The Hawaiian Goldmine
by Clapboard Eaglewink

We will be visiting with ace Smelt scout Orville O’Doole today. I’m sure all of you remember Orville, but in case you don’t, take a look at Post #25 (11/04/12).

Orville has signed a rare find on the Hawaiian island of Kauai—a young menehune outfielder named Bjorn H’fuhruhurr. We’ll ask some questions about Bjorn, the first menehune ever signed to a major league contract.

Clapboard: You must be very pleased to have Bjorn mumble under contract, Orville.

Orville: Oh, you don’t know the half of it. Not only is he fast afoot and has a strong arm, but he…

Clapboard (stoked): I know! I know! He’ll be the best ukulele player in baseball!

Orville (with annoyance): No! I was going to say that he will be the shortest player in baseball history. The menehune are rarely taller than three feet (91.4 cm) and by the looks of him, Bjorn won’t be an exception.

Clapboard: Wow! I thought teams want nothing but big players—the bigger, the better.

Orville: Ordinarily, that’s true. But we have a cunning plan.

Clapboard: Does Bjorn play the ukulele? Does he even own one?

Orville: Sigh! Yeah, sure. He has a small one, okay?

Clapboard: Is he any good?

Orville: Yeah, he’s very good. Now, about the…

Clapboard: Say, maybe if he’s good enough, he could play with our own Yachatian bluegrass string band, The Bad Weeds. He’d have to be awfully good, you understand. (See Fig. 1).

Figure 1. The Bad Weeds in concert. They’re awfully good.*

Orville: Listen, do you want to hear about our cunning plan or not?

Clapboard: Oh, sure. Let’s have it.

Orville: Well, in 1951 a guy named Eddie Gaedel (see Fig. 2), who was 3’ 7” pinch hit for the St. Louis Browns. Of course, his strike zone was tiny, so the pitcher walked him. Then his contract was quickly voided by the League, and he wasn’t allowed to play again. You see where I’m going with this?

Figure 2. Eddie Gaedel of the St. Louis Browns.

Clapboard: Who are the St. Louis Browns?

Orville: A big league team back in 1951. Anyway, Bjorn has an even smaller strike zone than Gaedel. We could have him be the leadoff hitter. He’d walk every time at bat.

Clapboard: Won’t the League void his contract?

Orville: Exactly what we’re hoping for. That is blatant discrimination against the menehune, that is. We’ll sue them silly. We’ve retained the law firm of Underrock, Slant, and Roadsquill, LLP, from down at Duck Egg. They assure us we can win the suit easily.

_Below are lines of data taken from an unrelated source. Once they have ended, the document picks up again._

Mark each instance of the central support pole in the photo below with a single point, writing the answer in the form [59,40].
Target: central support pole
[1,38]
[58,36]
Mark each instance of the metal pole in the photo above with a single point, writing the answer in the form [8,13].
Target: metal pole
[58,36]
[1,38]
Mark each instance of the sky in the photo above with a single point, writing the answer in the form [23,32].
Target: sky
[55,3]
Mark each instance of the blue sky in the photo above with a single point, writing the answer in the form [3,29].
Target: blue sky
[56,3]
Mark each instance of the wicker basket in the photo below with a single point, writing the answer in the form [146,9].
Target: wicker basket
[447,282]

Clapboard: Egad! The Smelt will be rich! Bjorn will be a hero.

Orville: You bet! We’ll be able to buy a Stradivarius ukulele for Bjorn. He can play “The Star-Spangled Banner” before each game.

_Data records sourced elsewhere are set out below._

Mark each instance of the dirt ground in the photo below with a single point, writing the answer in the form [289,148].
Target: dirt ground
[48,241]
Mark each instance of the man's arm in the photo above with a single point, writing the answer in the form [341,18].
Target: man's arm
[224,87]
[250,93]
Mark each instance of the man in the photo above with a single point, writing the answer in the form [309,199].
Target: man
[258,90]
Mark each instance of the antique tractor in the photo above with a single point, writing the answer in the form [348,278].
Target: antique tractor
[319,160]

Clapboard: Yeah, with a Hawaiian lilt, and we can sing the menehune version of the lyrics.

Orville: Sigh!

* Photo by Qahira Lynn.

NOTE: Many Hawaiians believe the menehune have magical powers, such as their ability to make themselves invisible. Actually, the menehune have a genetic defect that renders them unable to maintain visibility. They regard this to be a curse cast upon their tribe by the mai tai god, Squiffy. At any rate, in a recent survey of lots of Hawaiians, over 100% said that the menehune have been seen only by other people.

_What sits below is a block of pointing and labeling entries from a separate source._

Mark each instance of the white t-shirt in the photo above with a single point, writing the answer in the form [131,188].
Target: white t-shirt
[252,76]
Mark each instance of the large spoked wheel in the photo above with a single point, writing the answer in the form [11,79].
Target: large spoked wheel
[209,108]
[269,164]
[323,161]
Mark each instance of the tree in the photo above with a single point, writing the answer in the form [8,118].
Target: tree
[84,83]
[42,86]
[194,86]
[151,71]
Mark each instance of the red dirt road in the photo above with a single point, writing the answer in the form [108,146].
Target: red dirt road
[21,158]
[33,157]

NOTE AGAIN: Duck Egg, Oregon, is the only town in the U.S. that has 100% of its populace in the Witness Protection Program. Everyone there uses one or more aliases, and the name “Duck Egg” is also fake, of course. Therefore, the law firm of Underrock, Slant, and Roadsquill, LLP, being firmly located in Duck Egg, is not using its real name. This is appropriate because all three of the partners are shapeshifters. You can imagine how eager they are to represent their first invisible client.